The power of anticipation
You’re a teacher standing in front of a classroom of 30 fourth graders. You’ve just asked the class a question about fractions, and after a moment of thought, a student shares out an idea that’s partially correct. What happens next?
If you’re a new teacher, you might not be sure. Expert teachers, however, have the ability to better anticipate how different classroom scenarios will unfold, just as expert soccer players watching video of a match can identify, if the video is paused, where the players on the field are and where they’re headed. The expert players developed sophisticated mental representations that allow them to integrate knowledge from a number of different domains – the rules of the game, ball-handling skills, team strategy, experience – and apply it on the field in real-time.
Similarly, expert teachers integrate knowledge from multiple domains (content, instructional pedagogy, student cognition) and apply it in real time in classrooms. That’s what enables an expert teacher to anticipate what other students might do in response to a classmate’s incorrect guess while simultaneously evaluating the various moves she could make and what the consequences of those moves might be. (In case you hadn’t realized this before: teaching is extraordinarily complex.)
So the question for educator-preparation programs: how do you teach teacher-candidates how to do that? How do you help them develop the sophisticated mental representations that will allow them, over time, to know what happens next?
At a recent Deans for Impact convening, we had the privilege of hearing from Elham Kazemi, a professor of math education at the University of Washington, about her experience with using cycles of enactment and investigation as a way to help novice teachers improve their practice and develop those sophisticated mental representations.
Embedded within these cycles are rehearsals, a particular pedagogy of enactment that “approximates the work of teaching by providing a space for [novice teachers] to open up their instructional decisions to one another and their instructor,” according to a 2016 article by Kazemi and co-authors.
This approach allows novice teachers (or teacher candidates) to rehearse instructional moves and decisions that could emerge in a classroom, while receiving real-time feedback from a teacher-educator. Candidates have opportunities to reflect on what good teaching looks like across different domains while practicing the skill of simultaneously responding to what students have said and anticipating what they are going to do next.
At the convening, Kazemi shared her own evolution as a teacher educator, from a more traditional approach early on in her career to the approach she employs today.

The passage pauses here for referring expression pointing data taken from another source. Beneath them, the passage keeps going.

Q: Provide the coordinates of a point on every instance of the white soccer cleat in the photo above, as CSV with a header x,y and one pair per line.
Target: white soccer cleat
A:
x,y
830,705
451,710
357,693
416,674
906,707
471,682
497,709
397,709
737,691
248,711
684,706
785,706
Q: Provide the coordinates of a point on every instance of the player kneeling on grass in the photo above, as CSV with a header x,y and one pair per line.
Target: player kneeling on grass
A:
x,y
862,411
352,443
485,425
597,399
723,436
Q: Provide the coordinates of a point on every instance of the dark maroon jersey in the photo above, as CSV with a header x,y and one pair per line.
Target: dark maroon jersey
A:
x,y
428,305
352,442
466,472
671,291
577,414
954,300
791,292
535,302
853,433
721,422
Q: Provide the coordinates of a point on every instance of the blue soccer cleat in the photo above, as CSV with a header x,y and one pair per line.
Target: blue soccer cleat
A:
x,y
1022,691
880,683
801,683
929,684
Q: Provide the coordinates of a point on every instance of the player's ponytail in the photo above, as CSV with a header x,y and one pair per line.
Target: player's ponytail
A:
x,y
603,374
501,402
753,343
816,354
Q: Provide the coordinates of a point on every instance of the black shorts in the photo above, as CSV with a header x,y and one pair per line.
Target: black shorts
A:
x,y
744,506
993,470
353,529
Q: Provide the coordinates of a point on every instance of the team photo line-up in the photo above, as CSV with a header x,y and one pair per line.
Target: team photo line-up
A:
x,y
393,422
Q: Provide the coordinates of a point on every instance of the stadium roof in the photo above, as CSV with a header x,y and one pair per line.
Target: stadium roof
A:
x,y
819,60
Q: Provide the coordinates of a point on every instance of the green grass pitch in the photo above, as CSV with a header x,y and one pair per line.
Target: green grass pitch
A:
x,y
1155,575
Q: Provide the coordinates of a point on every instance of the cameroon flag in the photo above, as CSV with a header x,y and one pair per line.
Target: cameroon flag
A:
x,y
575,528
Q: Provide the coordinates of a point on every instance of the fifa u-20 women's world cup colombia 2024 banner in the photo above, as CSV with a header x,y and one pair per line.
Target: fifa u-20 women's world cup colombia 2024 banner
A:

Earlier versions of her math methods course focused on building candidates’ knowledge about children’s math thinking, under the assumption that once they had the knowledge, they would figure out how to use it. But candidates’ evaluations were blunt: The course was fascinating, but it didn’t teach them how to teach.
“I had to help them think about how to deploy the knowledge,” said Kazemi during the DFI convening.
Now, Kazemi teaches her methods course at a partner school, working with a K-12 classroom teacher. She starts each session by meeting with candidates to plan and rehearse the plan. Then they move into the classroom, where Kazemi and the classroom teacher teach the whole class, taking pauses throughout to think out loud and make their decision-making transparent. Finally, candidates break into small teams to work with students. During the last activity, candidates and teacher-educators pause to ask each other questions, help with next steps or think out loud about decisions.
“It’s one thing to analyze written cases, and notice what moves teachers are making. And it’s another thing to get up yourself and try to ask those questions and figure out how to elicit and respond to people’s ideas,” said Kazemi of the current version of the methods course differs from earlier iterations.
Kazemi and her candidates work with the same K-12 class throughout the course of the semester, which allows them to get to know the K-12 students as individuals and as thinkers. Building relationships with students is an important part of teaching, according to Kazemi, and the current structure of her methods course allows candidates to learn from and with their K-12 students.
“You have to get to know your students as people, not just as thinkers. And you have to understand what motivates them, why they’re there at school, what their families want for them … Those things matter and you have to spend just as much time studying those things as you do the content, the subject matter, that you teach,” said Kazemi.
Kazemi said that in order for her to help candidates improve, she had to create new learning situations that helped her develop a better understanding of her candidates’ mental representations. Teaching them at the university and then sending them off into K-12 classrooms was not sufficient: she couldn’t see how they were internalizing and applying the new ideas they’d learned, and she couldn’t intervene immediately to help improve their practice. It was as though she were teaching players specific skills in practice, but never going to games.
A model anchored in cycles of enactment and investigation isn’t the only way to bridge the disconnect between what candidates are learning in their coursework and what they’re practicing in the classroom; another model is the iTeachAZ program at ASU. But it helps underscores the importance of giving teacher-candidates opportunities for classroom practice and feedback to help them develop rich mental representations that allow them to anticipate what happens next.